The user presses a push-to-talk button before talking. Then the voice data is recorded and sent to the cloud for transcription, how fast the data is sent depends on the user’s internet service provider (ISP). Next, the text is passed to an NLU (Natural Language Understanding) service to infer the user’s intent from the text. The latency of these steps depends on the cloud service providers’ performance and proximity to the data center. Then the command is sent back to the device for the task and once again this part relies on the ISP. Finally, the user can see the color has changed.

It may sound exhausting. Next time, when getting Alexa to play the next song takes some time, just think about this long process.

Standard Approach

Picovoice Approach

Porcupine Wake Word eliminates the need for a push-to-talk button. The user can start with a voice command. Rhino Speech-to-Intent infers the intent directly from speech without a text representation. Orca Text-to-Speech reads the responses generated by machines when needed. During the whole process, voice data is processed locally on the device without sending the data to the cloud. With the Picovoice approach, since the voice data is not transmitted to the cloud, the users do not face reliability and latency issues.

Picovoice Approach

The user says “Porcupine (or your branded wake word) change the color to black”, and voila!

What’s more with Picovoice?

Picovoice technology is not only fast but also very mindful when it comes to power consumption.

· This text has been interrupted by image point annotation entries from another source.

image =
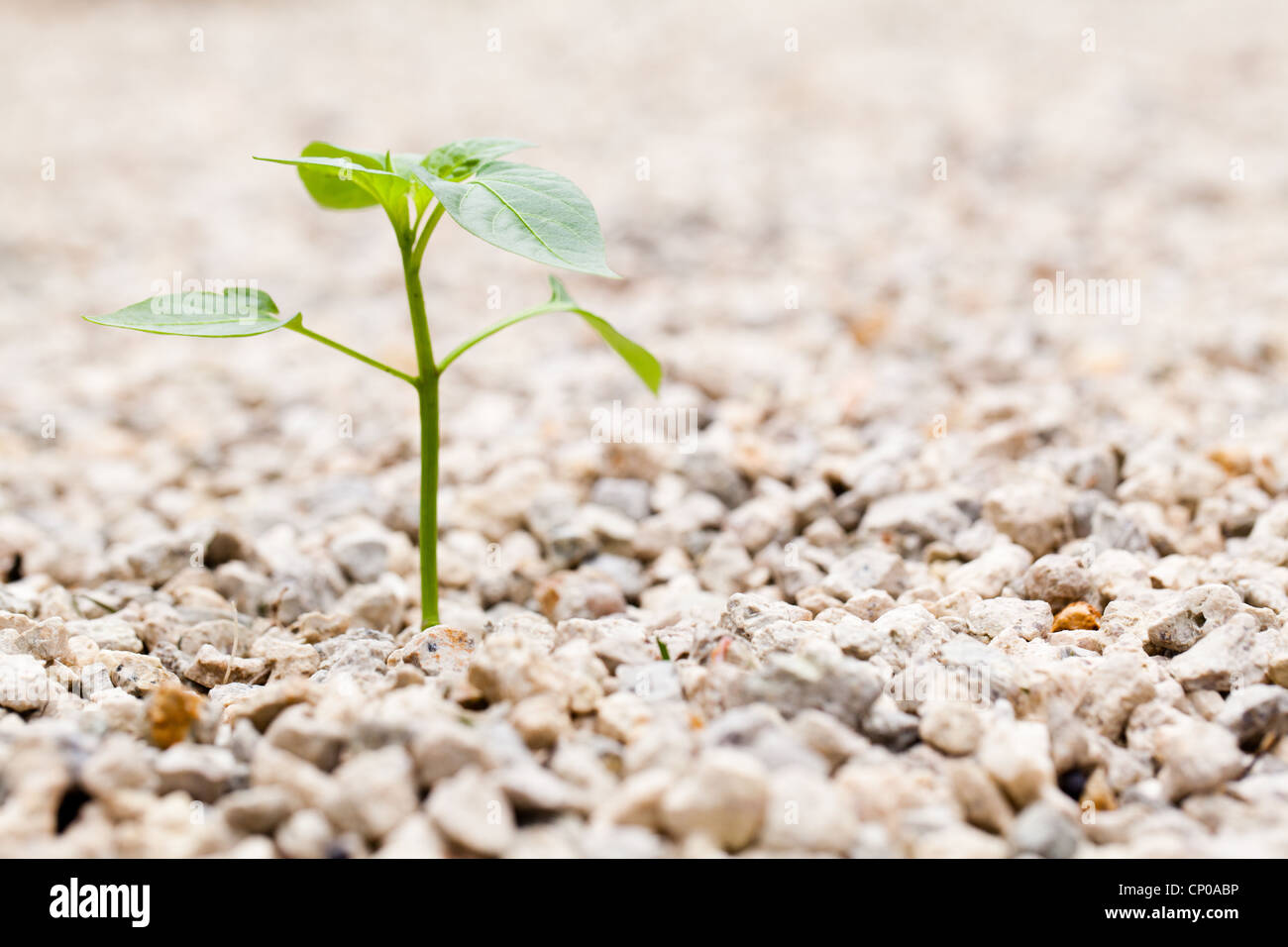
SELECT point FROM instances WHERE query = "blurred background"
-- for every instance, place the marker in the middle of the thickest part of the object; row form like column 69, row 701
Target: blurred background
column 831, row 218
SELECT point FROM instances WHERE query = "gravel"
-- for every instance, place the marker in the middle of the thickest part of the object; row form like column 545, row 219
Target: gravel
column 935, row 574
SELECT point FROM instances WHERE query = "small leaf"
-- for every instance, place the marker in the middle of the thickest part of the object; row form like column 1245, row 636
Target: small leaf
column 640, row 360
column 346, row 179
column 459, row 159
column 232, row 313
column 527, row 210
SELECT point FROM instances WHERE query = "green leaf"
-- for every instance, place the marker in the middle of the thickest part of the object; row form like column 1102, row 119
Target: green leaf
column 346, row 179
column 232, row 313
column 640, row 360
column 459, row 159
column 527, row 210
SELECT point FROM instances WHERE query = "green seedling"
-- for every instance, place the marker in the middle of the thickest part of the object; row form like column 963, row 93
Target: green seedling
column 527, row 210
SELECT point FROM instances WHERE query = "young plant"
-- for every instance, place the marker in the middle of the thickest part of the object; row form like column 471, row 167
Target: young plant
column 527, row 210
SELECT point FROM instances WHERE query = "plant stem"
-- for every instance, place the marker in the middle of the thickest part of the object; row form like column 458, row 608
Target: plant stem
column 426, row 388
column 297, row 326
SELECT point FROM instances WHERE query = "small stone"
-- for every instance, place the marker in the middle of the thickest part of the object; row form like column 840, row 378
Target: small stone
column 376, row 791
column 1018, row 755
column 171, row 711
column 952, row 727
column 137, row 674
column 436, row 651
column 286, row 657
column 107, row 633
column 473, row 810
column 1009, row 616
column 24, row 684
column 805, row 813
column 579, row 595
column 818, row 677
column 541, row 719
column 1197, row 757
column 722, row 796
column 1229, row 656
column 1253, row 711
column 258, row 809
column 629, row 496
column 1043, row 830
column 307, row 834
column 299, row 731
column 211, row 668
column 867, row 570
column 1077, row 616
column 1033, row 514
column 202, row 772
column 442, row 748
column 1060, row 579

For example, Porcupine, the wake word engine, uses less than 4% of the Raspberry Pi 3 CPUs and detects multiple wake words concurrently without any additional footprint. You can develop voice products for Metaverse by using Picovoice SDKs for web, Android, iOS or Unity.

o = pvporcupine.create(
access_key=access_key,
keyword_paths=keyword_paths)
while True:
keyword_index =
o.process(audio_frame())
if keyword_index >= 0:
// Detection callback

Watch the demo!

To show how it works, we’ve built a Voice-Controlled VR Video Player with Unity.

Start Building!

Adding on-device voice recognition to AR, VR or MR applications is just a few clicks away. Explore Metaverse with Picovoice’s Free Plan and build your prototype in minutes.

AR, VR and MR stand for Augmented Reality, Virtual Reality and Mixed Reality, respectively. Extended Reality can be shortened as XR and is an umbrella term for AR, VR and MR.